Echocardiography and Ultrasound
There are no echocardiography findings associated with dyspareunia. Ultrasound may be helpful in the diagnosis of the underlying cause of dyspareunia.
CT Scan
Ct-Scan may be helpful in the diagnosis of the underlying cause of dyspareunia such as pelvic tumors.
MRI
There are no MRI findings associated with dyspareunia.
Other Imaging Findings
There are no other imaging findings associated with dyspareunia.
Other Diagnostic Studies
Laparoscopy may be helpful in the diagnosis of dyspareunia.
Treatment
Medical Therapy
It depends on the underlying cause and subsequent therapy(see table of causes).
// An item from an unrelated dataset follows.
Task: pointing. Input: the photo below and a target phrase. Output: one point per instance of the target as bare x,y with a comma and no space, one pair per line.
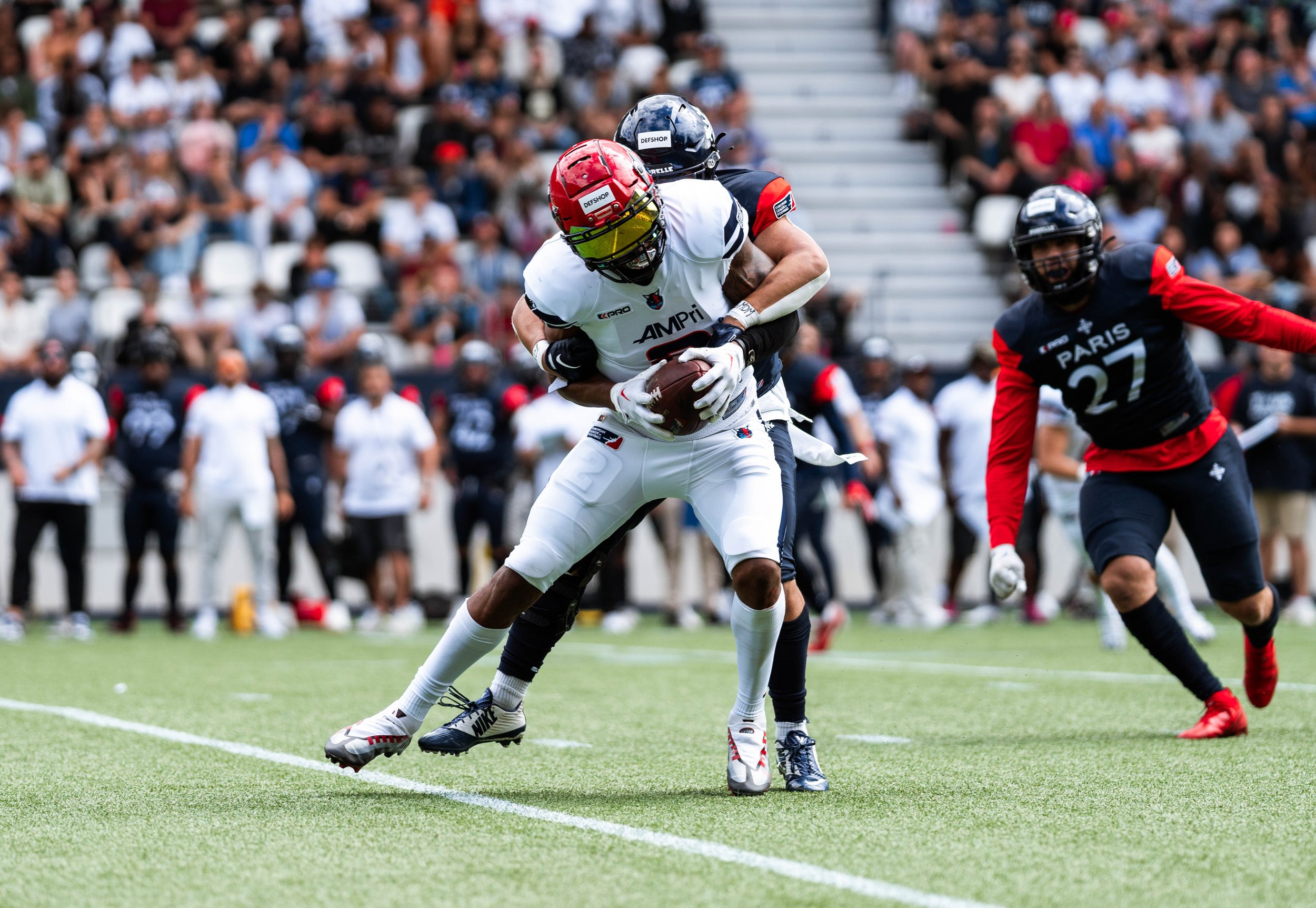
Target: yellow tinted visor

Educate patients about pelvic anatomy, physiology, and lifestyle modification.
Surgery
Surgery is performed as a last resort when all conservative and medical management options have failed or when surgery is indicated in situations such as Endometriosis to remove the topic uterine tissue.
Primary prevention
There are no established measures for the primary prevention of dyspareunia, but can prevent of some of the causes of dyspareunia, for example: prevent sexually transmitted diseases (STDs) by using condoms or other barriers, get proper routine medical care, use proper hygiene, wait at least six weeks before resuming sexual intercourse after childbirth.
Secondary prevention
Effective measures for the secondary prevention of dyspareunia depends on the underlying cause of it, for example: using a water-soluble lubricant when vaginal dryness is an issue, encouraging natural vaginal lubrication with enough time for foreplay and stimulation, doing exercise to relieve muscular tightness in vaginismus.